Norfolk Southern (NYSE:NSC)
As the operator of one of the largest railway networks in the country, 21,000 miles in all, Norfolk Southern is poised to take market share away from traditional trucking companies as we move toward a greener future. The company boasts that each of its trains can remove more than 300 truckloads of freight from our highways, reducing greenhouse gases and fuel demand. Given the bullishness of the current administration toward "green" initiatives, this certainly bodes well for Norfolk. Coming off a record-setting year, as income before taxes increased 17% for the quarter, Norfolk's board increased the dividend by 6%. The railroad now yields 4.1%. This yield is supported by the company's hefty cash position of $618 million and the $1.2 billion in free cash flow it produced in 2008. In addition, Norfolk is undergoing a massive capital expenditure reduction plan that will shave $144 million in 2009.
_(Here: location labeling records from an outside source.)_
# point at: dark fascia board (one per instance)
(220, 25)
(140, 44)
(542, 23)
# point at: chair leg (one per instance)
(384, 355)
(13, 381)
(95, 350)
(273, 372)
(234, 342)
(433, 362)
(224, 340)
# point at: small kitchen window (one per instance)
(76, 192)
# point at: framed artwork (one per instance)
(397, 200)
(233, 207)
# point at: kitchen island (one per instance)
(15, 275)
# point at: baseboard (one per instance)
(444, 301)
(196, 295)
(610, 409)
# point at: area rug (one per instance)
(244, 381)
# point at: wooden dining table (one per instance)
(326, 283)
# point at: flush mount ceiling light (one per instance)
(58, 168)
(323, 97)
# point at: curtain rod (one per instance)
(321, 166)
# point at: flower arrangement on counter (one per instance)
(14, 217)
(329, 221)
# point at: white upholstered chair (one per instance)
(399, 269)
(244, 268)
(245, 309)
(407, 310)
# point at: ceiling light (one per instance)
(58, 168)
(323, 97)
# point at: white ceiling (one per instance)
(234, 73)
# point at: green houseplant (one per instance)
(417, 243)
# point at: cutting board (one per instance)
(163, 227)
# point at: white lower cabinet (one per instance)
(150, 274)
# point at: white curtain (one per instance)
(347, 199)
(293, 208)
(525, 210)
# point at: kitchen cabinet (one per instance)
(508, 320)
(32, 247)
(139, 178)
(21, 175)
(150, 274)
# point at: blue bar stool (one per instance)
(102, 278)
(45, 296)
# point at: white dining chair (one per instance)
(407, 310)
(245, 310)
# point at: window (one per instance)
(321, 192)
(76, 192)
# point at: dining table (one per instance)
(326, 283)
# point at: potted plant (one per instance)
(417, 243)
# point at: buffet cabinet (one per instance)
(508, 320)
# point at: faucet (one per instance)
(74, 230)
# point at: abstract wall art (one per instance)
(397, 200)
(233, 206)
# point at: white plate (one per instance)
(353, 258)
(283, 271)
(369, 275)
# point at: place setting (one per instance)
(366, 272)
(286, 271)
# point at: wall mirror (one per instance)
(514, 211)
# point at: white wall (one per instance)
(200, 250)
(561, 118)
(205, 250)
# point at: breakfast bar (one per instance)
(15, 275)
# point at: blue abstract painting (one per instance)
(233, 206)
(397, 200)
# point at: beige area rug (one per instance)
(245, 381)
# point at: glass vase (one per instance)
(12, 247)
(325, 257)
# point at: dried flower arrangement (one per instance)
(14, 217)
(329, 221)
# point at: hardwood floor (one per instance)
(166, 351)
Hudson City Bancorp (Nasdaq:HCBK)
Not all financial companies dove headfirst into crazy exotic mortgages. While making conservative lending decisions, HudsonCity has flourished in the current credit mess. Full year 2008 earnings clocked in at a record $445.6 million with non-performing loans at a low 0.43%. This gives the financial company the distinction of being the best-performing bank in the S&P 500 for 2008. Management is confident enough in Hudson's future to raise the dividend by 56% - the fifth consecutive quarter it has raised it. The bank's shares currently yield a healthy 5.2%.

Bottom Line
While the financial headlines seem to point to total devastation each day, there are rays of hope. Plenty of responsible companies are still rewarding shareholders with ever-increasing payouts. We just need to sift through all the gloom and doom. As investors, we should focus our attention to these sorts of equities.